Pohadka, şimdiye kadar örneğine rastlamadığım sıradışı bir parfüm. Gerek içeriğindeki çiçekler gerek tütünün verilişi gerekse deri, bir parfümde böylesine nerede buluşmuştur? Muhtemelen sadece Pohadka’da… Parfümün değişken, katmanlı alt yapısı ve nota kalitesi harika. Genellikle niş parfümlerde rastladığımız nadide bir çiçek olan ölmezotu, parfümün başlangıcında ve orta bölümünde hissediliyor. Favori notalarımdan olan tütün de dumansı ve çiçeksi verilmiş ki gayet beğendim. Deri ise bildiğimiz deri kıyafet gibi değil daha kadınsı-plastiğimsi-modern verilmiş ki Emporio Armani’nin kimi kadın parfümlerinde bu deri kullanımını anımsıyorum.

Pohadka, kendi internet sitesinde balsamsı, yeşil, deri, oryantal, pudralı, dumansı, beyaz misk olarak tanıtılmış. Buradaki terimlerin çoğuna katılıyorum Pohadka özelinde. Ferah olmayan yeşil otsu, nötr çiçeksi, dumansı tütünlü bir deri parfümü olarak tanımlayabilirim onu. Tatlılığın sınırlı verildiği, kuru ve dumansı tema, zaman zaman çay merkezli parfümlere de benziyor. Kompozisyon biraz karmaşık ve uyumsuz gibi görünse de tek düze ilerlemeyen, her fazda karşımıza sürprizler çıkaran yapısı benim için hoştu. Herkese uymayabilecek, tecrübesiz kokuseverlerin tanımlamakta zorluk çekebileceği ve benimseyemeyeceğini düşünüyorum.

Hafif ve yumuşak yayılımlı Pohadka’yı kimi yorumcuların garip bulmasını anlıyorum. Açılışını ben de kendime yakın bulamadım. Kafamızdaki parfüm kategorilerine uymayan Pohadka’nın başlangıcı, kimi zaman oldukça hoş ve ilginç kokarken, bazen de itici ve ucube gibi davranabiliyor. Günümüzün modern parfümlerine ve koku trendlerine uymayan Pohadka’yı tabii ki denemeden almayın.

EDP formundaki Pohadka’nın eleştirilen taraflarından birisi de performansı. Bazı yorumcuların oldukça zayıf bulduğu Pohadka’nın tenimdeki macerası iyi değildi. Kalıcılığı idare ediyor, etrafa yayılımı da yumuşak denebilir. Uniseks kullanıma uyacaktır. İlkbahar-sonbahar döneminde sanki daha iyi tepkiler verecektir.

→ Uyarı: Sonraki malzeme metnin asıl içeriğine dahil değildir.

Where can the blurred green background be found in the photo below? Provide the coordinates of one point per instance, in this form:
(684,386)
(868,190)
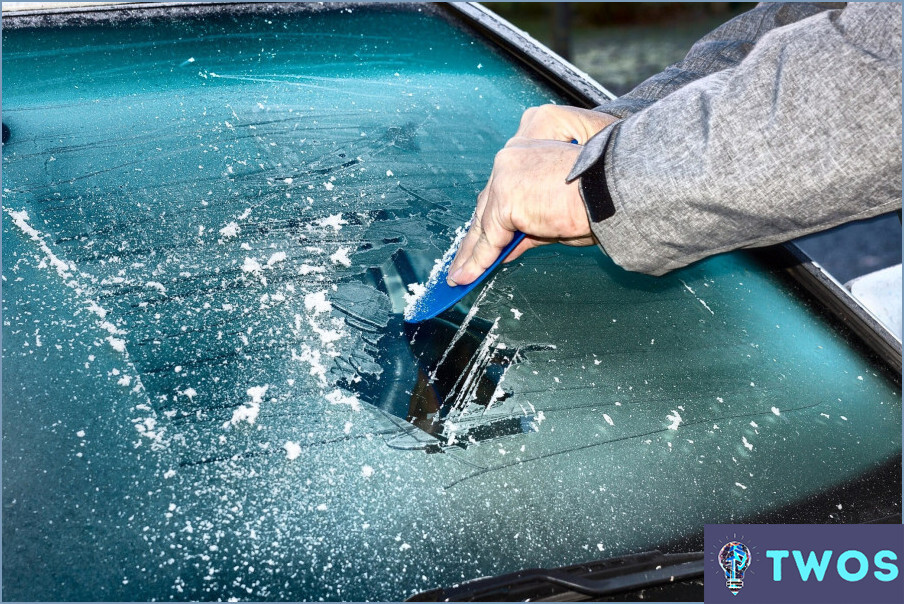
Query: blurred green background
(619,44)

Pohadka’nın kokusunu, Ys-Uzac markasının kurucusu parfümör Vincent Micotti tasarlamış.

Koku Güzelliği:10/7

26 Mayıs 2019 Pazar

Christian Lacroix - Nuit Pour Homme (2011)

1987 yılının nisan ayında Paris’in kalbi sayılan Faubourg Saint-Honore’de yeni bir modaevi doğdu. Christian Lacroix modaevi, Bernard Arnault’un desteğiyle modacı Christian Lacroix ve Jean-Jacques Picart tarafından yaratıldı. Bu yeni kurulan markanın ünü Paris’te hızla yayıldı ve Christian Lacroix’un adını kısa sürede herkes ezberledi.

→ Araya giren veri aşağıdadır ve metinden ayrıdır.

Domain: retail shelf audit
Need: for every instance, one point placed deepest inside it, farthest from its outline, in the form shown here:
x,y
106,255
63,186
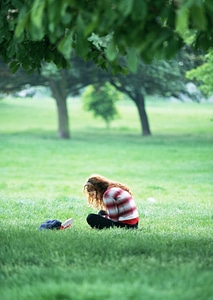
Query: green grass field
x,y
170,256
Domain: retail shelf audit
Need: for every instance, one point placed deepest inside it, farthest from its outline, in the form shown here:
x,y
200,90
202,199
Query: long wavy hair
x,y
98,185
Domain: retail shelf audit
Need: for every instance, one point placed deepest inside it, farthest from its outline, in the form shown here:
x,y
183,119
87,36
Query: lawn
x,y
170,256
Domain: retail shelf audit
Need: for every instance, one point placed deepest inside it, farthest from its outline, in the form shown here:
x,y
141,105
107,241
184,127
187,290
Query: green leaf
x,y
14,66
125,7
65,46
182,19
37,13
198,17
111,51
132,60
139,10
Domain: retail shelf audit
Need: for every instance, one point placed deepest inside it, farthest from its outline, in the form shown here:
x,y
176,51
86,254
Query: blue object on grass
x,y
50,224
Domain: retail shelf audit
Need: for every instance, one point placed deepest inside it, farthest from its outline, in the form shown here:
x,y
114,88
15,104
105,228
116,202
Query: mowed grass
x,y
41,177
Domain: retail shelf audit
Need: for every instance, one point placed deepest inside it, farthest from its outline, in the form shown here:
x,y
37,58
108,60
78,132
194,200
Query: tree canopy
x,y
32,31
203,75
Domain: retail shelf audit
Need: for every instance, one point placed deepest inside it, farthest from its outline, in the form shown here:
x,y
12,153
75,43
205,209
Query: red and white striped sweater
x,y
120,206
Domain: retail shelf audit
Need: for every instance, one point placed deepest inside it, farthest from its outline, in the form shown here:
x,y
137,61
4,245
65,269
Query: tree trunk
x,y
140,103
59,94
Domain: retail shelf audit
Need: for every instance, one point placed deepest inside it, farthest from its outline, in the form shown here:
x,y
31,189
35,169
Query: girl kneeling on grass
x,y
115,201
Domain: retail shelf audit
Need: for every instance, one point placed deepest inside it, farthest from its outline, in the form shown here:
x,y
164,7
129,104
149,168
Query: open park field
x,y
170,256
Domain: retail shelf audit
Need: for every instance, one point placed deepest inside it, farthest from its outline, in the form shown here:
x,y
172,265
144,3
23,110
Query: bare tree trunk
x,y
140,103
59,93
139,100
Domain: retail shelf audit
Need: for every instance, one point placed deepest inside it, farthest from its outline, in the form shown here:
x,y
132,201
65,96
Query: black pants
x,y
99,222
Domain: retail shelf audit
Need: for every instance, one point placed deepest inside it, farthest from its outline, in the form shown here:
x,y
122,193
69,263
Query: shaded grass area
x,y
170,173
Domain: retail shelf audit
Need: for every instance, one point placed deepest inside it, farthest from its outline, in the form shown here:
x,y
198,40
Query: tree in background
x,y
101,99
164,78
203,75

Moda dünyasına taze bir hava katan Christian Lacroix’in tasarımları kadınlar tarafından oldukça ilgi gördü. 2005 yılında dünyanın en büyük gruplarından LVMH’ye satılan Christian Lacroix, ürün çeşidini arttırdı ve şu an dünya çapında 5.000’den fazla noktada satışı yapılan bir markaya dönüştü. Christian Lacroix, 2010’lu yıllardaysa Avon’la işbirliği yaparak parfüm işine girdi. Kendi ismiyle ve Avon’un pazarlamasıyla erkek ve kadın parfümleri piyasaya sürdü. Uygun fiyatlı seçenek olarak düşünebileceğimiz Christian Lacroix Nuit Pour Homme’ye göz atacağım.

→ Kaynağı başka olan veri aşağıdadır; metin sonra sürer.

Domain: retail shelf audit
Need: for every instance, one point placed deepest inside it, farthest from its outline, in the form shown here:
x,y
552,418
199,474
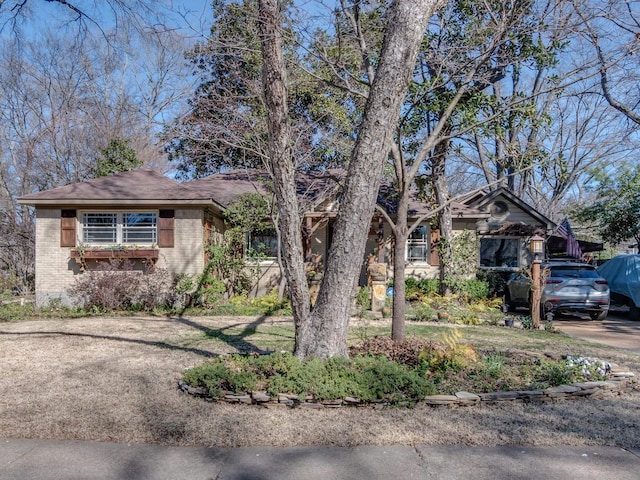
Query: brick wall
x,y
56,271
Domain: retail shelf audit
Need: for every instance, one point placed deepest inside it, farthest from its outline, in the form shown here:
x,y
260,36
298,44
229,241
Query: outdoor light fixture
x,y
536,245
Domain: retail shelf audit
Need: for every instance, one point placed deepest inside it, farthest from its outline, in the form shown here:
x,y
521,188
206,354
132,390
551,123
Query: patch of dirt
x,y
115,379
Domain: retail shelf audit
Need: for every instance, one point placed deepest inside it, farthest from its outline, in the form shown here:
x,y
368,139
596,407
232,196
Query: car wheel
x,y
507,306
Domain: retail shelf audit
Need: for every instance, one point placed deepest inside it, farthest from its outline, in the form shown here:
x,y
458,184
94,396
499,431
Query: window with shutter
x,y
166,228
68,228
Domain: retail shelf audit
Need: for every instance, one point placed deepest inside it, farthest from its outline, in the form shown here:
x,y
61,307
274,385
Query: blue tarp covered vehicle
x,y
623,274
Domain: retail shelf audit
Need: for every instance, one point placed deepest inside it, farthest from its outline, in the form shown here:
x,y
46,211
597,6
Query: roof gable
x,y
131,186
491,203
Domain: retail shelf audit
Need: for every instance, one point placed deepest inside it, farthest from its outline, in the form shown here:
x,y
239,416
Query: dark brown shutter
x,y
67,228
165,228
434,243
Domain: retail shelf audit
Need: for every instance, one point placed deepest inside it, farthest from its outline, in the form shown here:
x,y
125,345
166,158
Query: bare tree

Parfümün açılışı yeşil temayla gerçekleşiyor. Erkeksi lavanta, bergamot ve aromatik otlarla üst notalar size merhaba diyor. Çok ferah sayılamayacak buruk ve kaliteli açılıştan sonra orta kısımda erkeksi çiçekler karşımıza çıkıyor. Orta bölümde lavantaya menekşe ekleniyor ve adeta bu andan sonra parfümün kontrolünü ele geçiriyor menekşe. Tütünle iyi uyum sağlayan menekşe, kapanışta yerini odunsu notalara bırakıyor. Çok zayıflayan alt notalarda hoş bir ağaçsılık mevcut.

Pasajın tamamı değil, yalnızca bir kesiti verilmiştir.